ANALOGUE REVOLUTION: HOW FEMINIST MEDIA CHANGED THE WORLD
MARUSYA BOCIURKIW | CANADA | 2023 | 90 MIN | ENGLISH + FRENCH S.-T.EN.
Before there was #MeToo, there was Diva: A Quarterly Journal of South Asian Women, Montreal’s G.I.V. and Dykes on Mykes Radio Show and the women-led Studio D of the NFB. The list extends into the hundreds. All Canadian, all feminist, and all trailblazing media of the late 60s to mid-90s.
Canadian-Ukrainian filmmaker Marusya Bociurkiw dazzles with the sheer scope of feminist publications, collectives, and festivals she uncovers. Whether they ran for two years or twenty-two, they greatly impacted the communities they served. While battling censorship, “intense” racism, and drummed up controversies, these entities managed to document and discuss what the news would not. Contending with seismic moments such as the Polytechnique Massacre, as well as small, personal moments, like a woman spotlighting her lived-in body alongside the meteoric rise of pornography.
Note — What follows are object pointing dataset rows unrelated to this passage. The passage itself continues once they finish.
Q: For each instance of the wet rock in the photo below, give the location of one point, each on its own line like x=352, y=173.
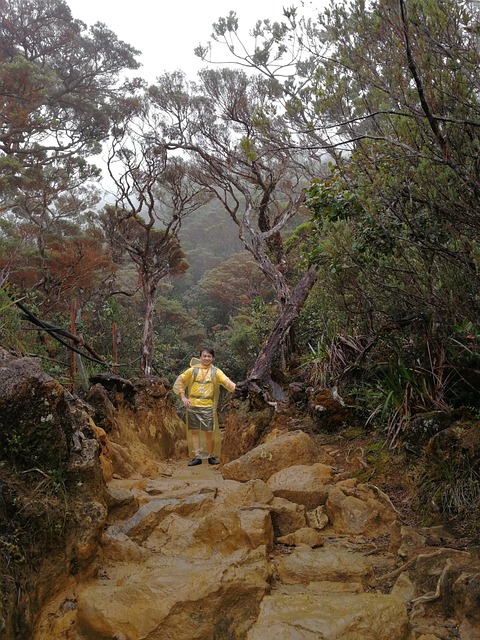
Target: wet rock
x=303, y=484
x=251, y=493
x=358, y=514
x=317, y=518
x=268, y=458
x=227, y=530
x=304, y=536
x=337, y=617
x=305, y=565
x=176, y=598
x=287, y=516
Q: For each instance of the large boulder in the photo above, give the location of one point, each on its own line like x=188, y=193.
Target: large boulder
x=342, y=616
x=303, y=484
x=168, y=597
x=286, y=450
x=358, y=511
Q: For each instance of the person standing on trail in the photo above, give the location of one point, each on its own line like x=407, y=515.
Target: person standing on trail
x=199, y=389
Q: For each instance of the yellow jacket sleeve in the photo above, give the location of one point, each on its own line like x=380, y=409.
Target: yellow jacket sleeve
x=225, y=381
x=181, y=383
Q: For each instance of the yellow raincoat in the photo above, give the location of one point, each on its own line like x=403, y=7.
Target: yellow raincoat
x=202, y=386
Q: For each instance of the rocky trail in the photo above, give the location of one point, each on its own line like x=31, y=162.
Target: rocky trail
x=259, y=549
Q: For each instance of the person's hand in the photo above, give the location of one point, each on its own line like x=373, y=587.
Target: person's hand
x=241, y=389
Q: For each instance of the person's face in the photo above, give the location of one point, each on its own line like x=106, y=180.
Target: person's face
x=206, y=358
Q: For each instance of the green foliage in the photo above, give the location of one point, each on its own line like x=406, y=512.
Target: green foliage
x=447, y=490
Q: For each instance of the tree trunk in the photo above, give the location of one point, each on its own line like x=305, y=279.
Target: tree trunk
x=293, y=306
x=147, y=338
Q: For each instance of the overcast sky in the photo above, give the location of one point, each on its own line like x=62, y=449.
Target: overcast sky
x=167, y=32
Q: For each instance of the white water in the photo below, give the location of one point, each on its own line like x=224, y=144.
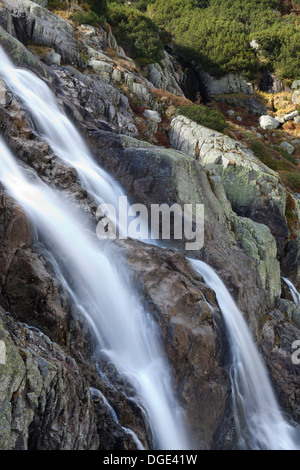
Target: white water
x=258, y=416
x=97, y=393
x=61, y=135
x=123, y=329
x=293, y=290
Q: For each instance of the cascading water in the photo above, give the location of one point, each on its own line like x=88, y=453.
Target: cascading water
x=293, y=291
x=259, y=420
x=124, y=331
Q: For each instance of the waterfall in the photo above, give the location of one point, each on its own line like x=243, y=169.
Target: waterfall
x=259, y=421
x=63, y=138
x=293, y=291
x=125, y=332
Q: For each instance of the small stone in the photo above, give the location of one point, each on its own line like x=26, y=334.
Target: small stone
x=287, y=147
x=290, y=116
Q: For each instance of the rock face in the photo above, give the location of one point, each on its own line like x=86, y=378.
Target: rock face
x=164, y=76
x=39, y=381
x=250, y=186
x=229, y=84
x=51, y=393
x=40, y=26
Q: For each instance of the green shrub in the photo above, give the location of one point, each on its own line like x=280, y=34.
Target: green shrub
x=88, y=17
x=57, y=5
x=286, y=155
x=217, y=33
x=98, y=6
x=136, y=32
x=204, y=116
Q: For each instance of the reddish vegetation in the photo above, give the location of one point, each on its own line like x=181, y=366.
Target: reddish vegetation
x=170, y=98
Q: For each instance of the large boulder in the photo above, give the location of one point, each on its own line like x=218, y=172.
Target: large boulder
x=231, y=83
x=253, y=189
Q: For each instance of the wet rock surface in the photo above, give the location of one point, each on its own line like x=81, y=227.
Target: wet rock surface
x=51, y=392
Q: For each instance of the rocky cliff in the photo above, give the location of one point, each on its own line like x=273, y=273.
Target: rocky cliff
x=51, y=391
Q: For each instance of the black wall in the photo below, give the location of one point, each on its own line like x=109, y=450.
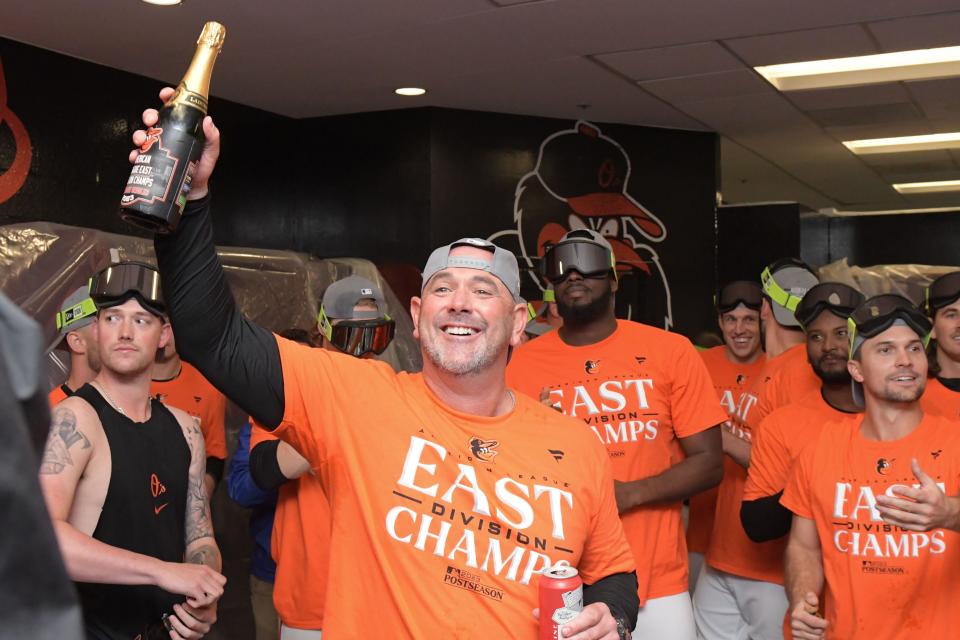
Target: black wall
x=385, y=186
x=750, y=237
x=931, y=238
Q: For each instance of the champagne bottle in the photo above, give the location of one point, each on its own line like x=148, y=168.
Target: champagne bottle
x=156, y=191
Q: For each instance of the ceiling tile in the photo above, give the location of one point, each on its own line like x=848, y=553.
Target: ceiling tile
x=920, y=32
x=710, y=85
x=671, y=62
x=799, y=46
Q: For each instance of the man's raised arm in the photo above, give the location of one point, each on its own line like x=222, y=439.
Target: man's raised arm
x=239, y=357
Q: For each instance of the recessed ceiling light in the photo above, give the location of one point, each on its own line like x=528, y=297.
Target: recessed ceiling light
x=928, y=187
x=920, y=64
x=905, y=143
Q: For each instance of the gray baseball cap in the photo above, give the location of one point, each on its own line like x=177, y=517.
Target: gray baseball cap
x=343, y=295
x=784, y=283
x=502, y=263
x=77, y=311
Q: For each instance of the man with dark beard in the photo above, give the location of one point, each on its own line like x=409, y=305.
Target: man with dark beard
x=648, y=397
x=823, y=314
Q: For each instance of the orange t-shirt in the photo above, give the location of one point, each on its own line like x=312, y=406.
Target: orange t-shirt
x=882, y=582
x=639, y=391
x=300, y=545
x=57, y=395
x=730, y=549
x=941, y=399
x=441, y=518
x=729, y=380
x=781, y=437
x=189, y=391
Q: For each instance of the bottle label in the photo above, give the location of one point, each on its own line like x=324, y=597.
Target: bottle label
x=162, y=171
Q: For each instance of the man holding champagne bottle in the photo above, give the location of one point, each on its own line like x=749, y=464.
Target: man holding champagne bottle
x=448, y=492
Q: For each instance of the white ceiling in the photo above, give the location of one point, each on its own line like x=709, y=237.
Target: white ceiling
x=668, y=63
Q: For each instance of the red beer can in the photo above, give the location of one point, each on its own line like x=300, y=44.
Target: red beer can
x=561, y=600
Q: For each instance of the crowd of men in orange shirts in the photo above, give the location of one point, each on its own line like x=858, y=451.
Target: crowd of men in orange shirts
x=817, y=447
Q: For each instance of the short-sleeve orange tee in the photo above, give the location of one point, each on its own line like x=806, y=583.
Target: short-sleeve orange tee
x=189, y=391
x=730, y=549
x=729, y=381
x=300, y=545
x=638, y=391
x=882, y=582
x=56, y=396
x=781, y=437
x=442, y=518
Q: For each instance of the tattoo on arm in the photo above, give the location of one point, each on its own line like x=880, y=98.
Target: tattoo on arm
x=198, y=523
x=63, y=436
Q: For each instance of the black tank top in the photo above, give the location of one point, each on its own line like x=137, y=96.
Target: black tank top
x=143, y=512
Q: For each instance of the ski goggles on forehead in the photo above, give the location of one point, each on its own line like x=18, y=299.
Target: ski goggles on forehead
x=117, y=283
x=586, y=258
x=745, y=292
x=879, y=313
x=941, y=292
x=359, y=337
x=833, y=296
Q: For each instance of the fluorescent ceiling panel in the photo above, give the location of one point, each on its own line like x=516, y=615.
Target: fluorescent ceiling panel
x=920, y=64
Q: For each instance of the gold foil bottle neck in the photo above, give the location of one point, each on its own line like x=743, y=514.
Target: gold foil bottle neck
x=213, y=35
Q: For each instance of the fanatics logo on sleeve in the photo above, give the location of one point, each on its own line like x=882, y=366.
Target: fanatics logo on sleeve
x=483, y=450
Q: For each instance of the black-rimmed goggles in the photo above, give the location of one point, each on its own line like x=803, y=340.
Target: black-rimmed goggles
x=877, y=314
x=119, y=282
x=943, y=291
x=587, y=258
x=745, y=292
x=358, y=337
x=836, y=297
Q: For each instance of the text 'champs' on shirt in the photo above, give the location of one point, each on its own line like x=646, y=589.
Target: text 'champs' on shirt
x=637, y=392
x=882, y=582
x=443, y=519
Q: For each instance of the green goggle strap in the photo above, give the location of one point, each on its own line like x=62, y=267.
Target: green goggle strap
x=85, y=309
x=776, y=293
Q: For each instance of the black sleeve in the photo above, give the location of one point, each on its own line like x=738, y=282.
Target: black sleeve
x=765, y=519
x=619, y=592
x=240, y=358
x=215, y=468
x=264, y=468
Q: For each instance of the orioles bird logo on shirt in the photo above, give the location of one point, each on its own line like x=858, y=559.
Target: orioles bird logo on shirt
x=483, y=450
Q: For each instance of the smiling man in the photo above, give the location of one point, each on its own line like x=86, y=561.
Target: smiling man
x=122, y=476
x=646, y=395
x=874, y=535
x=435, y=534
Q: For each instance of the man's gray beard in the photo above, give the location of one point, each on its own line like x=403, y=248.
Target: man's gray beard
x=892, y=397
x=480, y=361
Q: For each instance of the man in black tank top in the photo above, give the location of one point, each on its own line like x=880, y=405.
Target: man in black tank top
x=122, y=476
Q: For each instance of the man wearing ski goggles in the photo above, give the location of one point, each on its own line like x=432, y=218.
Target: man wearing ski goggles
x=943, y=307
x=865, y=491
x=823, y=313
x=353, y=318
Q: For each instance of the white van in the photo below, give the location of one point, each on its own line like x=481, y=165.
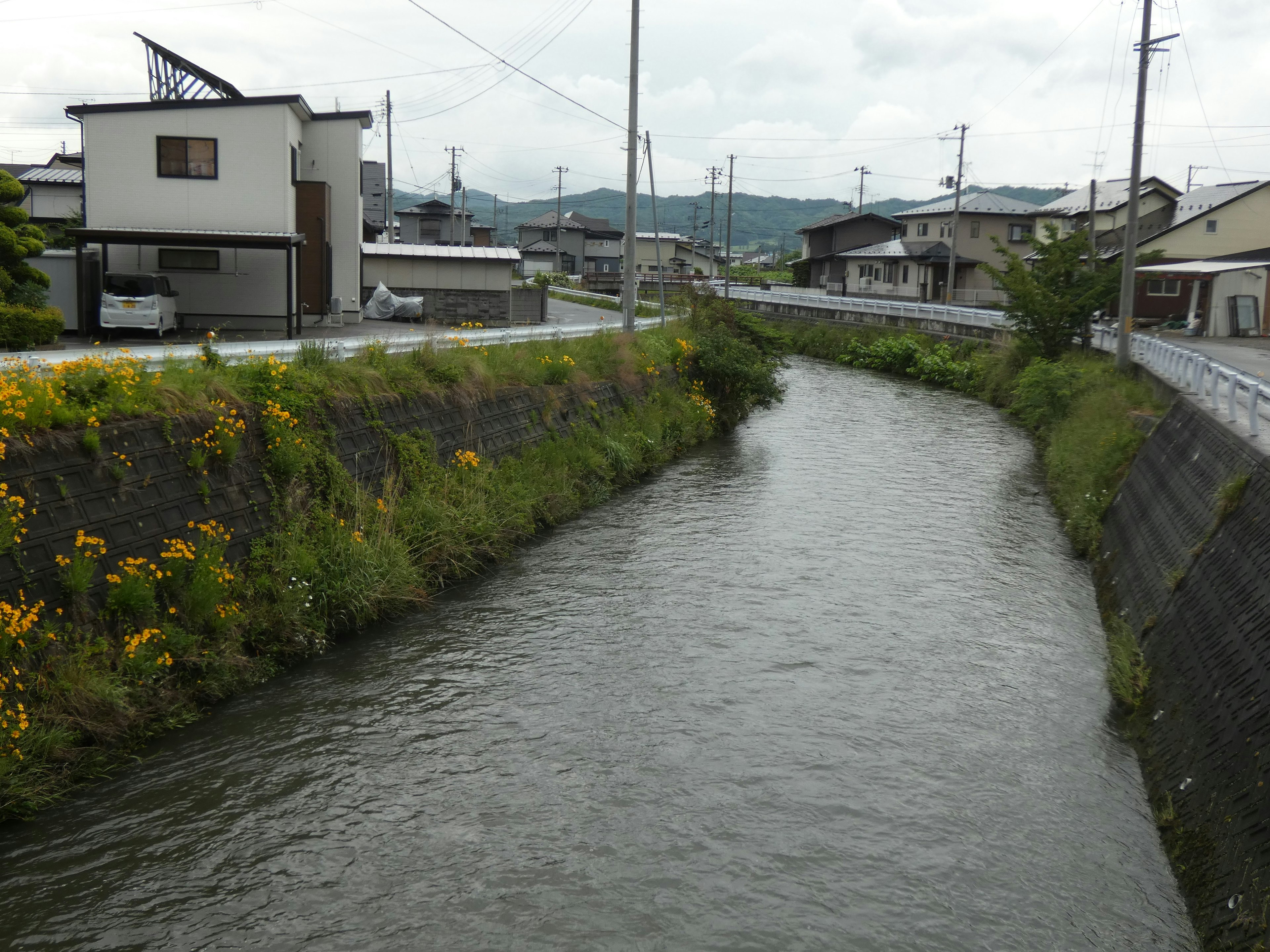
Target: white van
x=140, y=301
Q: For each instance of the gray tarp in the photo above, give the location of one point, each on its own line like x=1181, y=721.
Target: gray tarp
x=384, y=306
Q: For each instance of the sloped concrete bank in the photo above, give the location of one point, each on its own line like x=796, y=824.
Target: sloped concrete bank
x=140, y=488
x=1185, y=560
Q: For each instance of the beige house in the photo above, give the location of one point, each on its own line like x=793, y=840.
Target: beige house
x=916, y=264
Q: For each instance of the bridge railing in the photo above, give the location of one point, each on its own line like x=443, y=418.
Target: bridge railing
x=340, y=348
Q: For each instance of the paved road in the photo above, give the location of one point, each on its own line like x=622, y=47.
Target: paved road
x=1249, y=355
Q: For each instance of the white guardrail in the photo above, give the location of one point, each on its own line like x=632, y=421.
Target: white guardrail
x=953, y=314
x=338, y=348
x=1225, y=388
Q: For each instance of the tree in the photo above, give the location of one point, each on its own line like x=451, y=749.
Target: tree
x=1051, y=301
x=18, y=240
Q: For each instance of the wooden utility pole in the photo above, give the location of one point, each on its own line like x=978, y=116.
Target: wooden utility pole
x=1129, y=259
x=957, y=215
x=863, y=171
x=559, y=171
x=715, y=175
x=629, y=240
x=388, y=190
x=727, y=281
x=657, y=229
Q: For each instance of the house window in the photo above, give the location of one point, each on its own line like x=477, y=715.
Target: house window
x=202, y=259
x=187, y=158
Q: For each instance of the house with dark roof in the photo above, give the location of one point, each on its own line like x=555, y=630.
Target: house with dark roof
x=603, y=244
x=825, y=239
x=984, y=216
x=549, y=244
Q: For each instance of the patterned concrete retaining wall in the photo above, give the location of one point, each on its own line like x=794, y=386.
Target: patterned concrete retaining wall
x=135, y=508
x=1206, y=725
x=868, y=319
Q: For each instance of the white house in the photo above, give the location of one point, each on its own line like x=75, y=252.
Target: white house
x=251, y=206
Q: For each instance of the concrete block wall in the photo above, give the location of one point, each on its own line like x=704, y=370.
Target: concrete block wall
x=160, y=494
x=1207, y=723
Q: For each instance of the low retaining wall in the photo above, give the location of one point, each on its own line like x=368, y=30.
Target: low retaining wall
x=1202, y=610
x=135, y=508
x=868, y=319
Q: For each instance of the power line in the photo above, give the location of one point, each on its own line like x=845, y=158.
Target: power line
x=517, y=69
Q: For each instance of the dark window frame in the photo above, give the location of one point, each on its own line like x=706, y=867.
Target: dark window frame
x=187, y=140
x=168, y=267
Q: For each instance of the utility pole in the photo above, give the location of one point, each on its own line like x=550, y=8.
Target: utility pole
x=1191, y=175
x=957, y=215
x=727, y=280
x=559, y=171
x=863, y=171
x=454, y=187
x=1129, y=259
x=1087, y=337
x=629, y=240
x=697, y=207
x=715, y=175
x=388, y=191
x=657, y=229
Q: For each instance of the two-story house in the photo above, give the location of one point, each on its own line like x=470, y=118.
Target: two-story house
x=824, y=242
x=552, y=246
x=251, y=206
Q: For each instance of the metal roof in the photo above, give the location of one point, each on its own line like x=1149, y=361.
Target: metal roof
x=935, y=252
x=1205, y=267
x=976, y=204
x=1108, y=195
x=56, y=176
x=374, y=249
x=189, y=238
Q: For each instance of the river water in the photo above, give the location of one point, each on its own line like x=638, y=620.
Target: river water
x=832, y=682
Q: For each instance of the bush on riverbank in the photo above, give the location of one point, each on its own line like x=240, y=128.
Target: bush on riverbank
x=86, y=685
x=1080, y=409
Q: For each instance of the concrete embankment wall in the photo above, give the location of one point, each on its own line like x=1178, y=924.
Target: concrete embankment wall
x=1199, y=601
x=135, y=508
x=868, y=319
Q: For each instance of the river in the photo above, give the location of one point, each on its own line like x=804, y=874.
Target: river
x=833, y=682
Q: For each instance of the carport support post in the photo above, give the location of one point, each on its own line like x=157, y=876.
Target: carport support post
x=291, y=331
x=80, y=291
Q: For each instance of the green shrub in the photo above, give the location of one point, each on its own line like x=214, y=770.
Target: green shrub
x=23, y=328
x=1044, y=391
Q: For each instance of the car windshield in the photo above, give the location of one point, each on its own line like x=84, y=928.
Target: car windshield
x=129, y=285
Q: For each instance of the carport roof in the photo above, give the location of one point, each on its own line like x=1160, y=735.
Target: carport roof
x=196, y=238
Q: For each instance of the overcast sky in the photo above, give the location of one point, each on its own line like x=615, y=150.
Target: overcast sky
x=802, y=92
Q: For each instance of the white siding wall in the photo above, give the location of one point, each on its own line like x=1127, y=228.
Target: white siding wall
x=333, y=154
x=252, y=193
x=469, y=275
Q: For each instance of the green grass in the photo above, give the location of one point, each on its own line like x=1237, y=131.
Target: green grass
x=175, y=636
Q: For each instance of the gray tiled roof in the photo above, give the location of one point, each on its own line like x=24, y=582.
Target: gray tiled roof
x=976, y=204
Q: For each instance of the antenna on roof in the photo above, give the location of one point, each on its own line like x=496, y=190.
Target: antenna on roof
x=173, y=77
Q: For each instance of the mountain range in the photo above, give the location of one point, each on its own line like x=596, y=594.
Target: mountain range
x=759, y=221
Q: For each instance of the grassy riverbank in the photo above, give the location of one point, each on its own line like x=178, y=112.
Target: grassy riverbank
x=87, y=685
x=1084, y=414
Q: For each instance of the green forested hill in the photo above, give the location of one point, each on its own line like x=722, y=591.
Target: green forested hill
x=757, y=220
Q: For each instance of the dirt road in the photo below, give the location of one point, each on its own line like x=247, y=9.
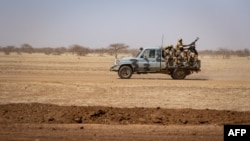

There are painful endings here, as well as organizations bluntly facing their own shortcomings, but the overall thrust is one of hard-earned triumph. With footage of high-profile thinkers such as Audre Lorde, interviews with local queer luminaries and narration by rock icon Carole Pope, Analogue Revolution offers a stimulating look into how technology and collective action radically altered what stories feminists could cover and how.